Retention of email and phone records
This report from the BBC.Disclaimer: I work in the IT sector, sort of.
I realise that technology is a wonderful thing which allows us to do things with ease which many years ago would have been construed as magic. I remember button A and manual phone exchanges so a mobile phone is a thing of absolute wonder to me, in some ways, and a total and utter nuisance in other ways. This is true of most technology - it is a double edged sword and can be used for good reasons, or exploited for bad.
The British Government are interest in compelling companies to keep telephone and email records.
At the meeting Mr Clarke will present his European counterparts with a 10-point plan including proposing that records of all private telephone calls, text messages and e-mails be retained by telecommunications firms so they can be passed on to the police and security services if necessary.Further down:
Labour MEP Claude Moraes, who sits on the European Parliament's civil liberties committee, objected to the plans on the grounds of cost.I object to it on several grounds, although I have to say cost is not chief amongst them. Companies are well able to find money to do things like pay their directors and management when they feel like it, particularly in the UK. It would be nice if a member of the civil liberties committee objected to it on civil liberties grounds rather than financial grounds, though.

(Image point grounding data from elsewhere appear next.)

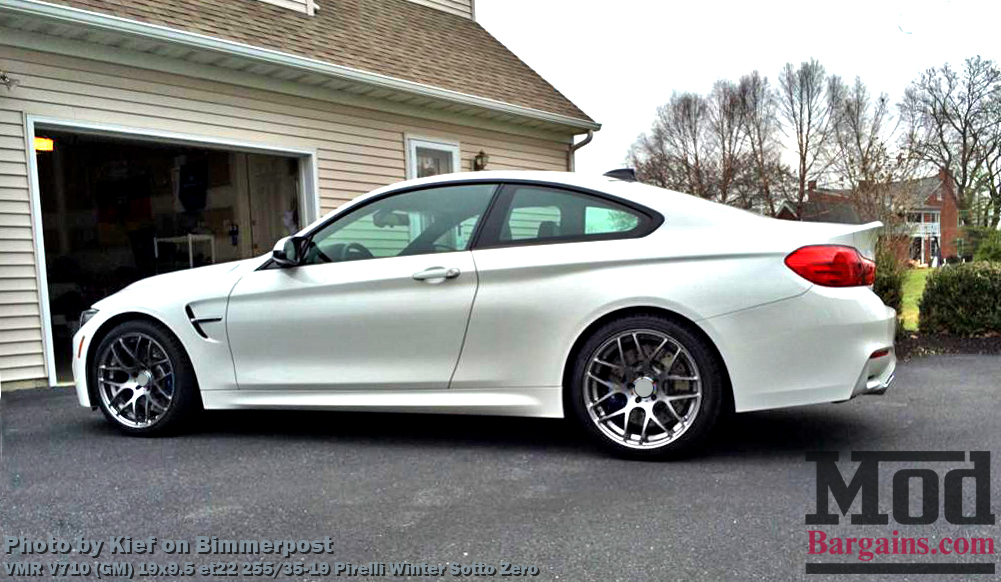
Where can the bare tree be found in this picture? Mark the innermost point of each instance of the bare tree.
(952, 122)
(863, 157)
(678, 151)
(806, 98)
(726, 125)
(760, 123)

"You're talking about millions and millions of e-mails and telephone calls and so on. So even medium size internet providers or phone operators would find this quite crushing," he told BBC news.
However, I digress.
Email is a terrific tool with a number of unexpected benefits, or disadvantages. It is completely insecure. Now, not only will it be insecure, it will be insecure and stored handy for a select reserve of society to be able to trace at permitted will. I'm not entirely sure I feel particularly pleased about that. Likewise, SMS text messages.
I'm nervous of comments like "if you have nothing to hide, you have nothing to fear". What I believe is that I have to right to live my life more or less unmonitored. Although I realise that sifting through emails would have to be one of the least exciting jobs in the world, I am under no illusions that people would be found to do it. And although I have nothing to hide, per se, I have many things that I would prefer not to be accessible to unknown third parties, such as a) emails and text messages of a somewhat romantic nature, for example and b) plans about my movements.
This may prove to be an unexpected bonus for the postal and special delivery services.